Nixon, Elvis and the Ethical Lapse that Brought Them Together

“Within minutes of Elvis arriving in my office the wheels are already turning to get a meeting set up with the President.”

Nixon, Elvis and Egil "Bud" Krogh

Bud Krogh enjoys the moment as Nixon and Elvis chat. Photo by Oliver F. Atkins

Bud Krogh will never forget the phone call he received the morning of December 21, 1970. On the other line was Dwight Chapin, deputy assistant to President Richard M. Nixon.

“He said, ‘Bud, the king is here.’ And I looked at the White House appointment calendar and said, ‘King? There aren’t any kings on the schedule today.’ He replied, ‘No, no no, the king, Elvis Presley, the king of rock. He’s here in Washington, D.C., and he wants to see the President.’”

Krogh, who served in the Nixon Whitehouse as an advisor and liaison to the FBI and the Bureau of Narcotics and Dangerous Drugs, recounts the story today with self-effacing chagrin. What many may view as a harmless oddity of White House history, he remembers as a lesson in how good intentions can turn sour in an instant.
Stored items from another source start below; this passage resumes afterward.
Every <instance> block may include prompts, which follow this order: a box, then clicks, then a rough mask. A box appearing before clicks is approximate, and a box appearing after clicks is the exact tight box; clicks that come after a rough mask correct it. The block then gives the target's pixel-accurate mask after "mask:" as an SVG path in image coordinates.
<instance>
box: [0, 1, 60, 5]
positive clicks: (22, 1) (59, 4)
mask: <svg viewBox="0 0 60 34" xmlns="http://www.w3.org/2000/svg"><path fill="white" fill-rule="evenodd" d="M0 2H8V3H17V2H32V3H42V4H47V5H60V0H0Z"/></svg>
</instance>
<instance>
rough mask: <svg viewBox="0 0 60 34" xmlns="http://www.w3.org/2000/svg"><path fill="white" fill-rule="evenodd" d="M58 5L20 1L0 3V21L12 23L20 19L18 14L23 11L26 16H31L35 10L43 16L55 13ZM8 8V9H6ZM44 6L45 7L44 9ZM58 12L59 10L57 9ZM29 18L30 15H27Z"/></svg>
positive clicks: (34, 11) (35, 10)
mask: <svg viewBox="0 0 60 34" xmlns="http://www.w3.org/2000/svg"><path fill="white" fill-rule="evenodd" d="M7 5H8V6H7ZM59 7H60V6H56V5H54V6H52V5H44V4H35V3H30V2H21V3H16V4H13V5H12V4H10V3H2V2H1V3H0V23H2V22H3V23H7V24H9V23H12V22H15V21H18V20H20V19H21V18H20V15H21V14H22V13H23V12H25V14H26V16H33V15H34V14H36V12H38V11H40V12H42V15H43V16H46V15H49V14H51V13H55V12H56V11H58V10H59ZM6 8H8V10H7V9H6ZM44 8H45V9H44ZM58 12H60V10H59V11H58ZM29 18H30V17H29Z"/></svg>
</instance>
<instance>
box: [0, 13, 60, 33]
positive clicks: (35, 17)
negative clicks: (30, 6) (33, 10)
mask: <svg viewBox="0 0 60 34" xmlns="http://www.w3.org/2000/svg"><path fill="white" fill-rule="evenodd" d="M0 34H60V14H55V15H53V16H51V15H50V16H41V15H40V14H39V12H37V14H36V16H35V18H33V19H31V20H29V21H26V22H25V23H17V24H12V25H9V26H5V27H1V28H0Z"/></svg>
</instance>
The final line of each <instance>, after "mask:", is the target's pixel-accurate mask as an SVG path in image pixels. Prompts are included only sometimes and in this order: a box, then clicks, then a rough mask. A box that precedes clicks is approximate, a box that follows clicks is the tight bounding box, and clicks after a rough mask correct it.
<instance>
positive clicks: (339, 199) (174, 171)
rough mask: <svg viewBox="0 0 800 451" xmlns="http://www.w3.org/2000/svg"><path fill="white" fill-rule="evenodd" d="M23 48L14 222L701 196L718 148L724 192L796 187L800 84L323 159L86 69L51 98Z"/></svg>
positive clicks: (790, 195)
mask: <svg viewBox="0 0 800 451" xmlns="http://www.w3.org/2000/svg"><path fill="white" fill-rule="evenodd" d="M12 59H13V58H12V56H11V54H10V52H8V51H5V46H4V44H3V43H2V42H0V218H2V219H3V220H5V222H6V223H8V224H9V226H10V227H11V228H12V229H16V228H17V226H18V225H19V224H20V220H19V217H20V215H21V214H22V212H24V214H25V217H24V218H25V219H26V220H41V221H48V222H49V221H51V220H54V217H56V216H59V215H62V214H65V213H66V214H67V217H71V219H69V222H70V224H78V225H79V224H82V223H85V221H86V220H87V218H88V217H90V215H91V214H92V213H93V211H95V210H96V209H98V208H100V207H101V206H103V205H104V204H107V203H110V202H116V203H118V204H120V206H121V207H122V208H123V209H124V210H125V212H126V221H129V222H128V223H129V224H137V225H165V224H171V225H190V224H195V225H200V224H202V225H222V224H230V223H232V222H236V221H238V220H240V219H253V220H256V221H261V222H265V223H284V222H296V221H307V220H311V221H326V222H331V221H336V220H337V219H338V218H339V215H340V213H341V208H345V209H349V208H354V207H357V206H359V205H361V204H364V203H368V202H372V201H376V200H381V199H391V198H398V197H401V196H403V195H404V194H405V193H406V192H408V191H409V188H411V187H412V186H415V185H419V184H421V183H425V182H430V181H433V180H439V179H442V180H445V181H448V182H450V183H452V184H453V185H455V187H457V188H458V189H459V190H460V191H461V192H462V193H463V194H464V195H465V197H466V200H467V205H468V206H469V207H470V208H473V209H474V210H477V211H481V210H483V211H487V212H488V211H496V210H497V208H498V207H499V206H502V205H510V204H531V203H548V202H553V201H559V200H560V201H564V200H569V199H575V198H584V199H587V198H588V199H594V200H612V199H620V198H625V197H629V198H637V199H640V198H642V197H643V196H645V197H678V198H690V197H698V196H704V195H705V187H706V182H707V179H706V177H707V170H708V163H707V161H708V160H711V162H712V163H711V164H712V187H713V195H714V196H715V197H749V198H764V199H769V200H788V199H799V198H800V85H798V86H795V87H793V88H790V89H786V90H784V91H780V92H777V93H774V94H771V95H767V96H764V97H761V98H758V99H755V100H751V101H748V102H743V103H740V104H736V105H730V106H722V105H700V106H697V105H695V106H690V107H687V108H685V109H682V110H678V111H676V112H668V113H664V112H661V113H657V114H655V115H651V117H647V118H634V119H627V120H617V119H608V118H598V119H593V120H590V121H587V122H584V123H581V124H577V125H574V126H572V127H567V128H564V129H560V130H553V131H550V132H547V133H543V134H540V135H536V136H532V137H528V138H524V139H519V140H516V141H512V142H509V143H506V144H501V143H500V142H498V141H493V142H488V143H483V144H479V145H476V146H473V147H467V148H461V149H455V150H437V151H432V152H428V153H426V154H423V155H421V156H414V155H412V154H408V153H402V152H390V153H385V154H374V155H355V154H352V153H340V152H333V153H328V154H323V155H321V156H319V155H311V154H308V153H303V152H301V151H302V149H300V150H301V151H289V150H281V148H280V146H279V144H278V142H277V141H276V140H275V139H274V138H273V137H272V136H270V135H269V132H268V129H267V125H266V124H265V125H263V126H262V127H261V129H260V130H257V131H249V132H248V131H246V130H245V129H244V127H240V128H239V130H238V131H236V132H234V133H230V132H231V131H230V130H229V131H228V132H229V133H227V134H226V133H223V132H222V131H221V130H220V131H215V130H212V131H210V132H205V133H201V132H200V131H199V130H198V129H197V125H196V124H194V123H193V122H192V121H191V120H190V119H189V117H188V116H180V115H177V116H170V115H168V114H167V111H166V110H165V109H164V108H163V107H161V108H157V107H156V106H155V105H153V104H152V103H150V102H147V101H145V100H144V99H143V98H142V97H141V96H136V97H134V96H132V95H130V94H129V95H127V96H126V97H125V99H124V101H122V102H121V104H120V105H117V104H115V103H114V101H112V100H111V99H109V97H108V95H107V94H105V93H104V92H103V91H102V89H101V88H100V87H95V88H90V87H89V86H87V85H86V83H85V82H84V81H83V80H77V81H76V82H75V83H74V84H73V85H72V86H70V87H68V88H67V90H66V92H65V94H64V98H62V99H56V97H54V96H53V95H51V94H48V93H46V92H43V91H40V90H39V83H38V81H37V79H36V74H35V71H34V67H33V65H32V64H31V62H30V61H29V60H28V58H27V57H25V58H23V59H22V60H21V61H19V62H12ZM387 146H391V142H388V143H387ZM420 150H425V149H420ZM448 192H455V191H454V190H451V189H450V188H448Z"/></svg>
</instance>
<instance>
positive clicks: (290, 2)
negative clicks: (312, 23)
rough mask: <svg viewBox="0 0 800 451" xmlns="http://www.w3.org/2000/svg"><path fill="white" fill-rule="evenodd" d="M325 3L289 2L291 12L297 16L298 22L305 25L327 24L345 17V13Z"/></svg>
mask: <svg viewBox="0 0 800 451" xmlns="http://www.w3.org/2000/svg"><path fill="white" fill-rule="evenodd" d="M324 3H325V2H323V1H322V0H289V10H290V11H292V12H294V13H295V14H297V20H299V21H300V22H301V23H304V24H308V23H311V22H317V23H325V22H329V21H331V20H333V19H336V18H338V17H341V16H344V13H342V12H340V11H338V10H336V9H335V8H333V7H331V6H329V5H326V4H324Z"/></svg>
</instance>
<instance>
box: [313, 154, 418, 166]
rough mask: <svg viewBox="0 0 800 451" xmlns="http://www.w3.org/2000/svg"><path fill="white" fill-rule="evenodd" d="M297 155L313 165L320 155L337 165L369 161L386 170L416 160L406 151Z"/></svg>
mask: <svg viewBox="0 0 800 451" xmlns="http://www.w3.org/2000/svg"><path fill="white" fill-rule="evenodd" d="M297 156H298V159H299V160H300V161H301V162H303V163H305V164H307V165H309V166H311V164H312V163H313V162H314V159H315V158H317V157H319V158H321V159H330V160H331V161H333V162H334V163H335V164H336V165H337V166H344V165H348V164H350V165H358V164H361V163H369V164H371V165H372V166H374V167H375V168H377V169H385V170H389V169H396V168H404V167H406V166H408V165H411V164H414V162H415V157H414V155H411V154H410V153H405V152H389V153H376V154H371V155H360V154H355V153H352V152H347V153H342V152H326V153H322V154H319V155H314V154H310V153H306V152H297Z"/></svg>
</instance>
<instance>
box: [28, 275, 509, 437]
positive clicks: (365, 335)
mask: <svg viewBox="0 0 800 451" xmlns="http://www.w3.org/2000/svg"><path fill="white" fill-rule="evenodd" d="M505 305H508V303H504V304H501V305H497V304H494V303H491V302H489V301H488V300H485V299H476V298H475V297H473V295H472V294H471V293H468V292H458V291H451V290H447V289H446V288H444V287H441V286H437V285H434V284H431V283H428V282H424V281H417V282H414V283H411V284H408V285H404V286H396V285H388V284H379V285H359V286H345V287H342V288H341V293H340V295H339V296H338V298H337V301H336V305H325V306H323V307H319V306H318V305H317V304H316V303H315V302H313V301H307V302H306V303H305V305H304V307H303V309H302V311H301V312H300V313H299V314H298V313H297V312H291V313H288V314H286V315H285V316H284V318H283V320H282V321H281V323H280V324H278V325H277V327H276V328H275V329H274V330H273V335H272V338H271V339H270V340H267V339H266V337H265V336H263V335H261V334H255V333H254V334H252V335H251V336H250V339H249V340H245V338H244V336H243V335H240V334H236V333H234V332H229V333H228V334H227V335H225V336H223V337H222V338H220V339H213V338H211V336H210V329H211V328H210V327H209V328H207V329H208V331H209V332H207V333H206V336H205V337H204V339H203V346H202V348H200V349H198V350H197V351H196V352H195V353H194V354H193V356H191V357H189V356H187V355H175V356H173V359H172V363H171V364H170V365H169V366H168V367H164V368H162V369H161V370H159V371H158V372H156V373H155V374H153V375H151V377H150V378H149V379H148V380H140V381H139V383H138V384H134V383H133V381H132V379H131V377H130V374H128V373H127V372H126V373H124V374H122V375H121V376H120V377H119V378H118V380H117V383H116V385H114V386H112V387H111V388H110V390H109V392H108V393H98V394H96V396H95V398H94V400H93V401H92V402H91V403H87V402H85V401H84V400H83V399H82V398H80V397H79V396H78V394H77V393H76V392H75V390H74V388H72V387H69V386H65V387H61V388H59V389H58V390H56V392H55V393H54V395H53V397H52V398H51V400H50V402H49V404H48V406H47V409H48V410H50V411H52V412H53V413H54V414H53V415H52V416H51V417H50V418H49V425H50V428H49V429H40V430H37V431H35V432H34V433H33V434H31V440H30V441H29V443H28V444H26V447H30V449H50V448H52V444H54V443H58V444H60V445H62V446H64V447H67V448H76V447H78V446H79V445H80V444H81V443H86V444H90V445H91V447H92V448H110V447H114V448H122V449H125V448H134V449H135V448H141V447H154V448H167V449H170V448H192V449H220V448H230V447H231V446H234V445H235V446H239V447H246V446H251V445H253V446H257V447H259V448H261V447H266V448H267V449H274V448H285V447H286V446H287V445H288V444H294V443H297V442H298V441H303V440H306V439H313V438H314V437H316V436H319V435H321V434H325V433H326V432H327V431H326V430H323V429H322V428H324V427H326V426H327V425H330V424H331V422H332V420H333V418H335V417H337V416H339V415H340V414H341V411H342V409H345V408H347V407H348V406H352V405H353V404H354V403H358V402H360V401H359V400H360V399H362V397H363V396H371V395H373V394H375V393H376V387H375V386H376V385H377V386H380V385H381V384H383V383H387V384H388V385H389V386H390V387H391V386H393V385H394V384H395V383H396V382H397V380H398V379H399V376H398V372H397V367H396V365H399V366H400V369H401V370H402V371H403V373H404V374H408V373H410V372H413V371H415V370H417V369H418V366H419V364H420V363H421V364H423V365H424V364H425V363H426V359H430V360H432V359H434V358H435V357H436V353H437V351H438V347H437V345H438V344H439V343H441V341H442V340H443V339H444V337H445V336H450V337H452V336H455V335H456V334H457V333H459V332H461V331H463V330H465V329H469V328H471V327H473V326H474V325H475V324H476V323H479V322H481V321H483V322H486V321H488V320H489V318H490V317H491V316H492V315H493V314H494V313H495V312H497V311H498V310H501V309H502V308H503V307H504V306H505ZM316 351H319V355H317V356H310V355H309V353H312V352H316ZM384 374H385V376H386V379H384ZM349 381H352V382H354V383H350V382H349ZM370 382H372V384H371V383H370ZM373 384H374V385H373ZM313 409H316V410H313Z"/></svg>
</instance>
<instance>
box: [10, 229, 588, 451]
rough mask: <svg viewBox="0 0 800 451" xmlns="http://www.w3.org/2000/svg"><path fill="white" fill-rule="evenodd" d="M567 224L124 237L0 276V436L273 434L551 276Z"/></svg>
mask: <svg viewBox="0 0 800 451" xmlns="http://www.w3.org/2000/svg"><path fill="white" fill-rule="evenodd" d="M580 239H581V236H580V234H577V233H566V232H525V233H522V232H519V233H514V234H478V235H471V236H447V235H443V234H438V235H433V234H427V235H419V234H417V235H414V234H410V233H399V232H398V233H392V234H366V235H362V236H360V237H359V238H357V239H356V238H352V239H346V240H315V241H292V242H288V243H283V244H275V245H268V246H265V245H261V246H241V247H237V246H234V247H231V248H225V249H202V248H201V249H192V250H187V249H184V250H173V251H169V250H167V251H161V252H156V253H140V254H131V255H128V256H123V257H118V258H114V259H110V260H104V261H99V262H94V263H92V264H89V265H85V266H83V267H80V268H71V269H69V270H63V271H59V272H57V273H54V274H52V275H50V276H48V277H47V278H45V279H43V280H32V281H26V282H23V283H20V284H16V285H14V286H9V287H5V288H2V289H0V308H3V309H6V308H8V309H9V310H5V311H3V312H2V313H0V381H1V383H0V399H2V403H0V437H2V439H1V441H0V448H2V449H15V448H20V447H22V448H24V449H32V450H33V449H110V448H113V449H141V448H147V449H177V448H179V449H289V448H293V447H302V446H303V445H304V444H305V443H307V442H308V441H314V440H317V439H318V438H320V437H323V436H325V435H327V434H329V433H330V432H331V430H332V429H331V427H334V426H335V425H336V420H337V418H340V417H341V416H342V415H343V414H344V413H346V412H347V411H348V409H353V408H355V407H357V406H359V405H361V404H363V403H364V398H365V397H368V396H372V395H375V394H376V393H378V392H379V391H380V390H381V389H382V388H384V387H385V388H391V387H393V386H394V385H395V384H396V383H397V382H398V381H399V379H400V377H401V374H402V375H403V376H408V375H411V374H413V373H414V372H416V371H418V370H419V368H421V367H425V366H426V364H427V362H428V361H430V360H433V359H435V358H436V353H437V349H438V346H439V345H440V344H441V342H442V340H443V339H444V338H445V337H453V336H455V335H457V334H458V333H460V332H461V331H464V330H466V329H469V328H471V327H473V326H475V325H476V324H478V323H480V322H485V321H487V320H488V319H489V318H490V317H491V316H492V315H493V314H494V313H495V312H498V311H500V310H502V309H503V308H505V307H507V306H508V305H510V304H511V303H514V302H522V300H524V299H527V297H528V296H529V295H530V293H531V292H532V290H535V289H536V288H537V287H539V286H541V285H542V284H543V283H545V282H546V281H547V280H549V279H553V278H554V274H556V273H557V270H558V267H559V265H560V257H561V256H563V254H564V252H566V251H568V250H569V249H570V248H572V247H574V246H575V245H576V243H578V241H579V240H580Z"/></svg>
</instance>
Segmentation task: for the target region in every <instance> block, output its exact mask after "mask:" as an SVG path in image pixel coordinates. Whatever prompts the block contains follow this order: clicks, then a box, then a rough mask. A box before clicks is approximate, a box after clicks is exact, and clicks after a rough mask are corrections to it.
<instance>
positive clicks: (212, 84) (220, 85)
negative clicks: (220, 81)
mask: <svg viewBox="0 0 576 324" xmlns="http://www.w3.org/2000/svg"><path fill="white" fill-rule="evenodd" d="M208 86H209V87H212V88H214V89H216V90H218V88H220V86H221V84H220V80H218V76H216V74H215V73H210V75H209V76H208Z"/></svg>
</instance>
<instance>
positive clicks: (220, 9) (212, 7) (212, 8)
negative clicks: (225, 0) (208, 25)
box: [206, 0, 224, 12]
Krogh should know; he was later imprisoned for his part in the Watergate scandal.

A lesson in inexperience, decision-making and ethical blunders.

In an ethics presentation at the McCombs School of Business, Egil “Bud” Krogh drew upon the Nixon-Elvis meeting as an amusing morality play in integrity, and how it can be lost through vanity, ambition, incompetence and failure to ask the right questions.